Eric Byrnes signed a three-year, $30 million extension in August of 2007 as the D-backs were on their way to winning a National League-best 90 games and a berth in the NL Championship Series. He hit .286 that year with an .813 OPS (on-base plus slugging) and stole 50 bases.
"When he's been at his best, it's coincided with our team playing its best," Josh Byrnes said.
Unfortunately for both parties, Eric Byrnes has not been at his best in the first two years of the contract and neither have the D-backs. After a hot start in 2008, the team tailed off. And in 2009, Arizona finished in last place in the NL West.
After injuring his hamstrings in Spring Training of 2008, Byrnes' average fell to .209 and he played just 52 games.
After an intense rehab program on his hamstrings,Byrnes reported to Spring Training healthy in 2009 and played very well. He was not able to carry that over into the regular season, however, and a hand injury also robbed him of some playing time. He finished with a .226 batting average in 84 games.
Given the situation, it seems likely that Josh Byrnes laid out three options.
The team could trade Byrnes, though it would most certainly have to pick up most, if not all, of the $11 million remaining on his contract or take a similar contract back.
The team could simply release Byrnes and eat the remaining money on the deal, similar to what the D-backs did with Russ Ortiz in 2006 when it became clear he was not going to regain his effectiveness.
Or the team could elect to have him come to Spring Training and earn a spot on the roster and battle for playing time during the season.
If Conor Jackson returns successfully from his battle with the Valley Fever virus, it would seem that Jackson, Chris Young and Justin Upton would be the favorites to start in the outfield.
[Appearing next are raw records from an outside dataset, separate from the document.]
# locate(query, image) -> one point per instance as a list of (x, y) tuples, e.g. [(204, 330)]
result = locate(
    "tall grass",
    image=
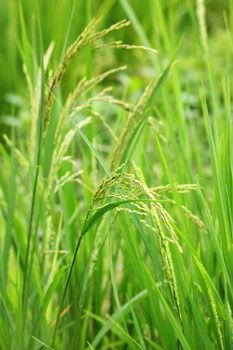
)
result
[(116, 191)]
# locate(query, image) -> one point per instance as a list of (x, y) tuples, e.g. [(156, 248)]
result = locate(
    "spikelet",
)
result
[(122, 186), (121, 45), (87, 37)]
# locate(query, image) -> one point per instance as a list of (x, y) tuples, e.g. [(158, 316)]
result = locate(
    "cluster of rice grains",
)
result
[(120, 191)]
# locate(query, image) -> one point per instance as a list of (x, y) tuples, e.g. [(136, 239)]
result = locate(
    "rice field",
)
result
[(116, 178)]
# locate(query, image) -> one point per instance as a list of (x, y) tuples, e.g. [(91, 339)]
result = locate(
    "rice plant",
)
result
[(116, 179)]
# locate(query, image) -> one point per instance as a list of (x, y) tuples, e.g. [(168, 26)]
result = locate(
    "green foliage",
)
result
[(116, 188)]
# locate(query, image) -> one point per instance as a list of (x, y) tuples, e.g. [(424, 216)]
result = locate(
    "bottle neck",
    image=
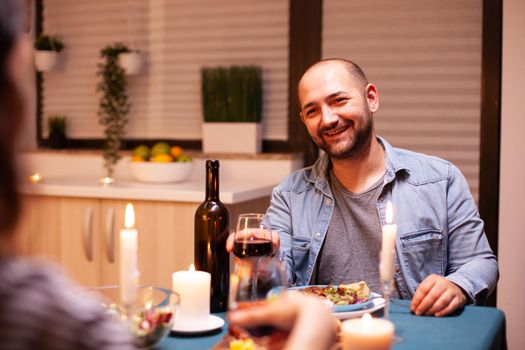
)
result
[(212, 183)]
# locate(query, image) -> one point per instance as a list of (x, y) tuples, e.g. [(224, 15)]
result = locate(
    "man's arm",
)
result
[(281, 221), (472, 269)]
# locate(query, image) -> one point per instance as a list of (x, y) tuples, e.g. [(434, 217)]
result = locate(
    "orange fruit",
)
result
[(160, 148), (176, 151), (162, 158), (137, 158)]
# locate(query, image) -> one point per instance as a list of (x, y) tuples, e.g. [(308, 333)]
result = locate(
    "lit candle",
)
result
[(106, 181), (35, 178), (386, 264), (129, 273), (193, 288), (367, 333)]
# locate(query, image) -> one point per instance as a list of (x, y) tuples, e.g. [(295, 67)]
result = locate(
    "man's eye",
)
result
[(310, 112)]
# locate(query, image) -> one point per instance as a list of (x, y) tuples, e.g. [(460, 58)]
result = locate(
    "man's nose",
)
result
[(328, 116)]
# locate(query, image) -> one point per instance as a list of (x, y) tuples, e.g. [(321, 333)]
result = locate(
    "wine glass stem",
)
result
[(387, 291)]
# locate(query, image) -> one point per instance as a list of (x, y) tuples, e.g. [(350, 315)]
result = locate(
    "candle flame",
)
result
[(36, 177), (367, 321), (129, 218), (389, 213)]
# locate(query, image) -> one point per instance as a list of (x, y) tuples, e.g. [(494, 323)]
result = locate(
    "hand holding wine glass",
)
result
[(253, 236)]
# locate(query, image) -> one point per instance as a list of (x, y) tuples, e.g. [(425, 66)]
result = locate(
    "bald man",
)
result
[(329, 215)]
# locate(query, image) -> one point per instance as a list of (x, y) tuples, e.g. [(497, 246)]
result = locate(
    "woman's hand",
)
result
[(307, 319)]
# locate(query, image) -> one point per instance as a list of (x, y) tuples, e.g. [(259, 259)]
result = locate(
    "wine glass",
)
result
[(253, 237), (255, 282)]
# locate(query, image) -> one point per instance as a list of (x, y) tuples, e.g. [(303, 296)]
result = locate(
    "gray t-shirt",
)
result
[(350, 251)]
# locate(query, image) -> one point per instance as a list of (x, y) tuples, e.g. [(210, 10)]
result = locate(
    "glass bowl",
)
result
[(149, 319)]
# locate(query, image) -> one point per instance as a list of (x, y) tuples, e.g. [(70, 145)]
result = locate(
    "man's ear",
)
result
[(302, 116), (372, 97)]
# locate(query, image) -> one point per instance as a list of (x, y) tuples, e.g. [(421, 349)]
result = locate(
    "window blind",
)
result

Gerardo Parra played very well in place of Jackson last year and the team also has outfielders like Cole Gillespie and Trent Oeltjen in the system for depth. In addition, there are infielders Ryan Roberts and Rusty Ryal, who can also play the outfield if need be.
In other words, the outfield situation is a very crowded one.
"The roster crunch on Eric is pretty real," Josh Byrnes said the day after the season ended. "It's sort of a crossroads. We all know the story. His first two years here were tremendous. His last two years, not much has gone right. I think we have to make a determination of whether he fits for next year."
Wednesday's breakfast was likely the first step in that process.